Electrons remaining in an orbit and the emission of photons? Electrons are not stationary around a nucleus, even if it remains in the same excitation state / in the same 'orbit'.
As moving electrons should stir the EM field, they should be creating EM waves/light as well? But that couldn't be as it would mean electrons are constantly losing energy?
 A: The reason quantum mechanics became necessary was because classical mechanics and classical electrodynamics could not explain the black body radiation, the photoelectric effect and, the spectra of atoms.
The classical picture of electrons orbiting around the nucleus has the problem of radiation and neutralization so no atoms could be modeled with electrons around the nucleus.
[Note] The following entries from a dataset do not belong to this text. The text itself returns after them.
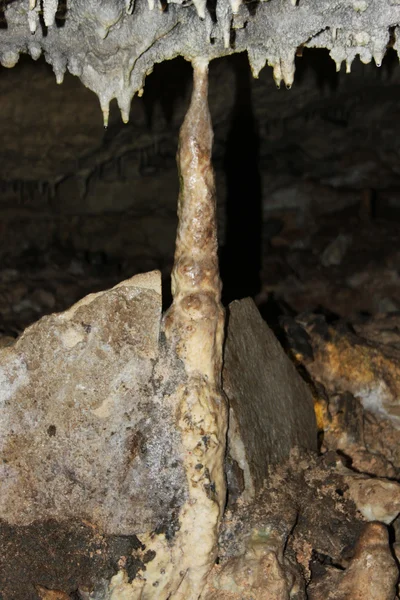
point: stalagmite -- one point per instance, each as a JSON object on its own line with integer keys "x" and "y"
{"x": 194, "y": 330}
{"x": 195, "y": 327}
{"x": 200, "y": 7}
{"x": 49, "y": 12}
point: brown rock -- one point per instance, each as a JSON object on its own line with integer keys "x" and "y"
{"x": 371, "y": 575}
{"x": 271, "y": 408}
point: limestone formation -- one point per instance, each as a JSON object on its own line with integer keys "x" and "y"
{"x": 112, "y": 45}
{"x": 113, "y": 424}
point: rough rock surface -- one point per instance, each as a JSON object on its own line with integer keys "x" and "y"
{"x": 88, "y": 431}
{"x": 302, "y": 538}
{"x": 271, "y": 408}
{"x": 113, "y": 45}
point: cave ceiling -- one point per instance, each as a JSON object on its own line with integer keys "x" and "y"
{"x": 112, "y": 45}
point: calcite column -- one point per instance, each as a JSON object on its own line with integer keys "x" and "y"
{"x": 194, "y": 330}
{"x": 194, "y": 326}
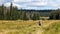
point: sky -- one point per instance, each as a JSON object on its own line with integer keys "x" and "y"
{"x": 33, "y": 4}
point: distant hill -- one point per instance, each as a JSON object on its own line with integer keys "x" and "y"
{"x": 43, "y": 13}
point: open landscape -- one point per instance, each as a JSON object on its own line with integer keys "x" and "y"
{"x": 30, "y": 27}
{"x": 29, "y": 16}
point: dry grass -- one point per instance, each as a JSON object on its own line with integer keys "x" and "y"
{"x": 24, "y": 27}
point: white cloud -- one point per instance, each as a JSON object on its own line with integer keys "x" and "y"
{"x": 8, "y": 4}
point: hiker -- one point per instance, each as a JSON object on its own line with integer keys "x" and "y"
{"x": 39, "y": 23}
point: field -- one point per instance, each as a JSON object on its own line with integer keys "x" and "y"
{"x": 29, "y": 27}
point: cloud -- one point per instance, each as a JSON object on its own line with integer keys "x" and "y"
{"x": 34, "y": 4}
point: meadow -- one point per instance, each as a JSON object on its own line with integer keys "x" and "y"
{"x": 29, "y": 27}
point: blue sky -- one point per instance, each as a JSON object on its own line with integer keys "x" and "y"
{"x": 33, "y": 4}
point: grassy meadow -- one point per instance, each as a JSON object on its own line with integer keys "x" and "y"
{"x": 29, "y": 27}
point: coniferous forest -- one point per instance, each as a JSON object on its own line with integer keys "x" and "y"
{"x": 13, "y": 13}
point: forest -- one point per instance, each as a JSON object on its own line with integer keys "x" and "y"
{"x": 13, "y": 13}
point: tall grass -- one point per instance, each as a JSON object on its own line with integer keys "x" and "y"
{"x": 53, "y": 29}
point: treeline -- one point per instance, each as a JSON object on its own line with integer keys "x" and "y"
{"x": 12, "y": 13}
{"x": 55, "y": 15}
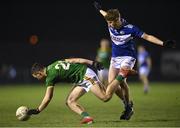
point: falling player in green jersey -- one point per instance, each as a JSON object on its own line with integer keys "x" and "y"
{"x": 75, "y": 71}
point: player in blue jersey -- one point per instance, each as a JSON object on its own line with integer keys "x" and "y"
{"x": 144, "y": 66}
{"x": 124, "y": 54}
{"x": 103, "y": 56}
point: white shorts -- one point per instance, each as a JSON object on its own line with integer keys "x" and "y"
{"x": 144, "y": 71}
{"x": 125, "y": 61}
{"x": 89, "y": 79}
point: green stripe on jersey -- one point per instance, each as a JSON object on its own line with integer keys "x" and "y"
{"x": 62, "y": 71}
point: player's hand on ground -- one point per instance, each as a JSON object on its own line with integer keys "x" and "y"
{"x": 98, "y": 65}
{"x": 97, "y": 5}
{"x": 33, "y": 111}
{"x": 169, "y": 44}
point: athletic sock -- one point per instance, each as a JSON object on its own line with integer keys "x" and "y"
{"x": 119, "y": 78}
{"x": 84, "y": 114}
The Bohr model solved this and explained the spectra of atoms, quantizing the angular momentum of the electrons so there would be no continuous radiation, but radiation was obtained  only when a photon was emitted from an energy level to a lower energy level.These are the spectra:

The Bohr model has been superseded by the  full theory of quantum mechanics,  that gives the same results as the arbitrary quantization of the angular momentum of the Bohr model, and opened the study of the microcosm of atoms molecules and lattices and the attendant applications.
BTW electrons are not in orbits, but in orbitals defined by the wavefunction of the particular solution, the probability of being at a specific (r , theta, phi).